This week: product management as AI conversation, why coding agents must lower maintenance costs or the speed gains won’t stick, and an overstated (but directionally right) case that pure software has no durable moat.
1. Agent-native Product Management
Marcus Moretti
Published: 04/27/2026
Agent-native Product Management
The core shift: no more writing tickets. Work happens in conversation with an AI agent, grounded in a strategy document the agent builds by interviewing you (target problem, personas, key metrics). That context carries through ideation, specs, and code.
The “product pulse” covers the feedback side: a daily automated report pulling from analytics, tracing, and payments that flags anomalies and surfaces what’s worth investigating. The pitch is that the busywork disappears and PM work shrinks to the interesting parts, designing features, reading data, talking to users.
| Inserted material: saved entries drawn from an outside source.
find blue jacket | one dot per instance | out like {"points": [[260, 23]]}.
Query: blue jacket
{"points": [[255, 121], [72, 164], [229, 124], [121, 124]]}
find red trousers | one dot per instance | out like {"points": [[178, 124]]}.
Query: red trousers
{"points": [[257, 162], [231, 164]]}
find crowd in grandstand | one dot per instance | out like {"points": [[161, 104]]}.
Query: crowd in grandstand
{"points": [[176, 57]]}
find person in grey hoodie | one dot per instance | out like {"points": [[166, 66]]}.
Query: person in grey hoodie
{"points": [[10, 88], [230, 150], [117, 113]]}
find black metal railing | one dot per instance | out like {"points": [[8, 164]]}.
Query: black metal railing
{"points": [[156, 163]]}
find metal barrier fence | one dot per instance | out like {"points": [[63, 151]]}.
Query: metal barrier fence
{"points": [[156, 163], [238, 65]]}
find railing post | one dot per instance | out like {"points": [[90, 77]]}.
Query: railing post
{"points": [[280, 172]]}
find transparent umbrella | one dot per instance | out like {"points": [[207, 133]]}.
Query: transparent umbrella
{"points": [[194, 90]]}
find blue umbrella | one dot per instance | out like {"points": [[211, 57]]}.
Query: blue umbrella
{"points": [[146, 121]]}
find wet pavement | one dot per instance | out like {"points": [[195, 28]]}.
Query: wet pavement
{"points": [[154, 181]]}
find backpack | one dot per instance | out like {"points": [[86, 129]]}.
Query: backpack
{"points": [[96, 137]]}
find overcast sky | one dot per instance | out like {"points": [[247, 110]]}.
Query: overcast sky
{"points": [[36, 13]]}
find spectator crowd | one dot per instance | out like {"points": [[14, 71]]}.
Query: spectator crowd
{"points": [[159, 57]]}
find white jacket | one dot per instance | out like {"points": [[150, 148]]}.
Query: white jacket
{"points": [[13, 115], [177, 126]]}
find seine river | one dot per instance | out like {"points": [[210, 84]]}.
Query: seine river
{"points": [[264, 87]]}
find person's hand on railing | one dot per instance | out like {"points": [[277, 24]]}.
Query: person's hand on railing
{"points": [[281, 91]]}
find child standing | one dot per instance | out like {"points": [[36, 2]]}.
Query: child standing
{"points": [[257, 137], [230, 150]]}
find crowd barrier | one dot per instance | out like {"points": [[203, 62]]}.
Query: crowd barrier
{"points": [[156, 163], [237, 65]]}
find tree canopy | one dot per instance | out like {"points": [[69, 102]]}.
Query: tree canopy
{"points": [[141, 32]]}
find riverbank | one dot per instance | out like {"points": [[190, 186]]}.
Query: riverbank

Filed Under: #howTo #productManagement #aiAgents #softwareDevelopment
2. James Shore: You Need AI That Reduces Maintenance Costs
James Shore
Published: 05/10/2026
James Shore You Need AI That Reduces Maintenance Costs
Every line of code is a maintenance obligation forever: bug fixes, dependency upgrades, cleanup. If AI doubles your output without halving those per-line costs, the speed gain is temporary and the maintenance bill just grows faster.
Shore’s math may be too clean (maintenance costs don’t scale that mechanically), but the direction is right. Coding agents need to produce code that’s easier to maintain, not just more of it. Given how fast the industry is adopting them, this is worth tracking.
Filed Under: #analysis #generativeAi #codingAgents #softwareEngineering #technicalDebt #maintenanceCosts
3. Naval Ravikant: Apple is dead, SaaS is next, you have 18 months
@mustufa4socials
Published: 04/29/2026
Naval Ravikant Apple is dead, SaaS is next, you have 18 months
The argument: AI agents will commoditize the software experience layer, making Apple structurally vulnerable and most SaaS companies uninvestable unless they build moats AI can’t replicate (distribution, network effects, proprietary data, hardware). The core thesis is right. The framing is hyperbolic.
Apple has never been a pure software company. It owns distribution and makes the hardware, so the “Apple is dead” headline is more attention-grab than analysis. The SaaS point lands better when narrowed: a thin wrapper over undifferentiated data is in trouble, but a product built around outcome data users can’t easily replace is a different story.